Hinzu kommt, dass viele Anwender ein vorhersehbares Muster verwenden, um Zahlen und Sonderzeichen zu nutzen, z. B. werden einfach zwei Ziffern am Ende eines Wortes hinzugefügt. Und leider kennen auch die Angreifer diesen Trick, es ist daher nicht besonders aufwendig, mit einem Brute-Force-Programm die verschiedenen Kombinationen auszuprobieren. Geben wir einem Angreifer einige Tage Zeit und er wird sicherlich einige Passwörter finden.
Und dem Fortschritt zum Trotz, den wir in der IT zweifellos allgegenwärtig erleben, ist uns bis heute nichts Besseres eingefallen, als weiterhin nach einem Passwort zu fragen. Natürlich gibt es in dem Dreiklang aus Wissen, Besitz und Biometrie noch die beiden letztgenannten. Doch abgesehen vom Onlinebanking verwenden die Wenigsten im Alltag tatsächlich ein Token. Die wenigsten Webseiten unterstützen ein One-Time-Passwort und auch der Arbeitsrechner wird, allen Sicherheitswünschen trotzend, nur selten mit einer Chipkarte entsperrt. Und auch die Biometrie wird nur selten verwendet, allenfalls beim Smartphone hat sich der Fingerabdruck zur Anmeldung halbwegs durchsetzen können.
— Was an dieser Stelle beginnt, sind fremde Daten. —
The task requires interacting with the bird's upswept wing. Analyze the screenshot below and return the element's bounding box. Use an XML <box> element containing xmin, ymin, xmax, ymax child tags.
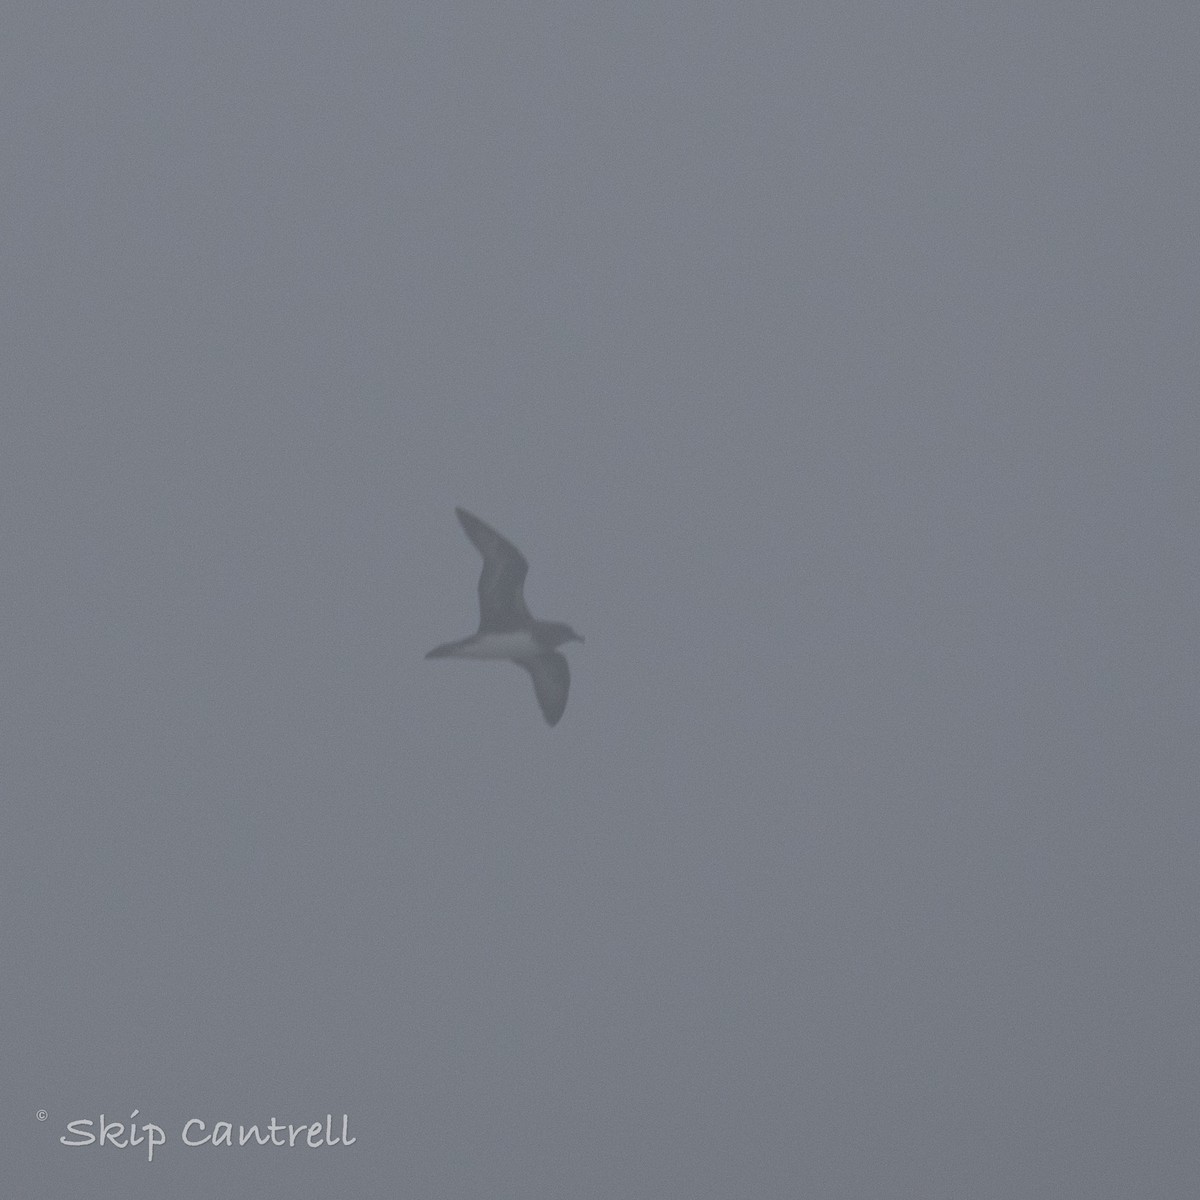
<box><xmin>455</xmin><ymin>508</ymin><xmax>531</xmax><ymax>633</ymax></box>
Um die Sicherheit zu erhöhen, wird nunmehr also die Nutzung von 2-Faktor-Authentisierung gepredigt. Und sicherlich ist ein zweiter Faktor geeignet, um eine weitere Hürde einzuführen. Die Frage ist nur, für wen gilt diese Hürde? Zu einem Kennwort, dass der Nutzer vergisst, kommt nun noch ein Token, dass er verliert. Man könnte von Security by Obscurity sprechen, die Unsicherheit des Passwortes wird verschleiert, indem noch ein anderer Faktor hinzugefügt wird.
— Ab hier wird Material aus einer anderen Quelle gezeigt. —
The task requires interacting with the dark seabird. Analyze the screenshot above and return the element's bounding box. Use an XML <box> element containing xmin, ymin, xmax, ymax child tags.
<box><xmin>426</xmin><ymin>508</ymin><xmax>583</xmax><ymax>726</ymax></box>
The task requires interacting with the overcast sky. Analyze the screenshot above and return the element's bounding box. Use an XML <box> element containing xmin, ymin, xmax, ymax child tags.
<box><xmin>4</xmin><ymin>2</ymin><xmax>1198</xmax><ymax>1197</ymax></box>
Es scheint daher an der Zeit, einen anderen Weg zu versuchen. Man könnte den Aufwand vom Anwender auf den Betreiber der Webseite oder des Servers verlegen. Der Anwender muss sich nur noch ein für ihn einfaches Kennwort merken. Die einzige Anforderung an ein Kennwort liegt dann in der Mindestlänge. Der Betreiber dagegen muss sicherstellen, dass er z.B. einen Brute-Force-Angriff erkennt oder durch eine Kontosperre verhindert. Wenn nach drei Fehlversuchen ein Konto gesperrt wird, wäre auch ein sehr einfaches Passwort bereits ausreichend. Selbst das Kennwort ,,123Sonne“ muss erstmal mit drei Versuchen erraten werden. Jedenfalls ist der Sicherheitsgewinn im Ergebnis sicherlich höher einzuschätzen, wenn der Nutzer hierdurch entlastet wird und es unterlässt Post-lts an den Monitor zu kleben.
Das amerikanische NIST geht nun mit gutem Beispiel voran und schlägt in einem aktuellen Entwurf zum Authentication and Lifecycle Management vor, diesen Weg zu gehen.
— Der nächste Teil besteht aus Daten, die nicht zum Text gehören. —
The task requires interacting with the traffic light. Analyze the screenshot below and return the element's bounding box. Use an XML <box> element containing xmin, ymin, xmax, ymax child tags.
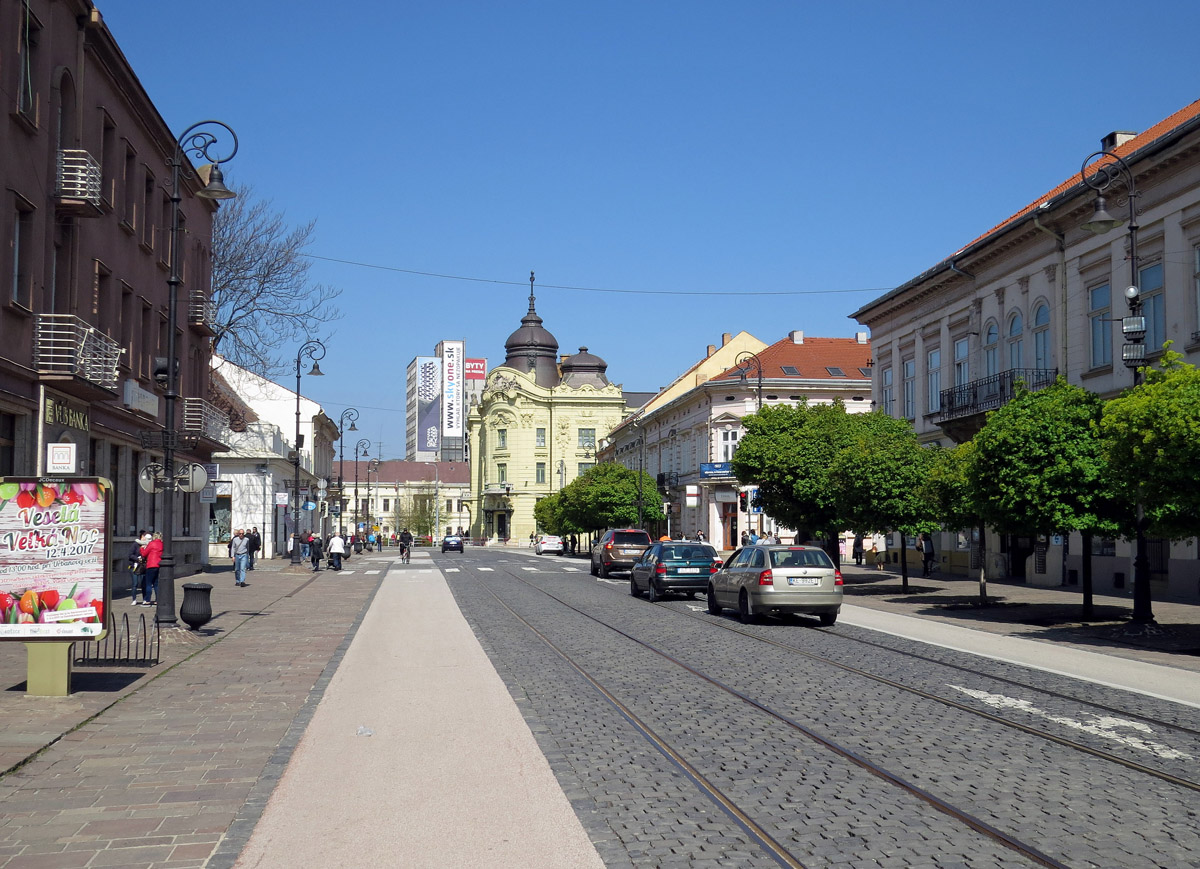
<box><xmin>738</xmin><ymin>491</ymin><xmax>748</xmax><ymax>511</ymax></box>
Es ist also im Ergebnis zu hoffen, dass nun eine längst überfällige Diskussion zum Sinn und Unsinn im Umgang mit Passwörtern beginnt.
Der Beitrag ist in gleicher Form in der DuD Datenschutz und Datensicherheit 03/2017 erschienen.
Anonymous
25. April 2017 @ 22:50
Darf man das Argument beim nächsten ADV-Audit vorbringen? 😉
Ein zweiter Authentifizierungsfaktor, besonders in Form von OTPs, schützt doch vor einer Reihe von Szenarien, denen man mit serverseitigen Maßnahmen kaum entgegenwirken kann: Spionagesoftware, eine dritte Person die einem über die Schulter schaut, die Verwendung von LastPass (danke Tavis Ormandy) oder dem Speichern des Kennwortes in Firefox (der das ohne zu murren auch ohne Master-Kennwort zulässt und das Kennwort danach ohne weitere Sicherung im Klartext zugänglich macht).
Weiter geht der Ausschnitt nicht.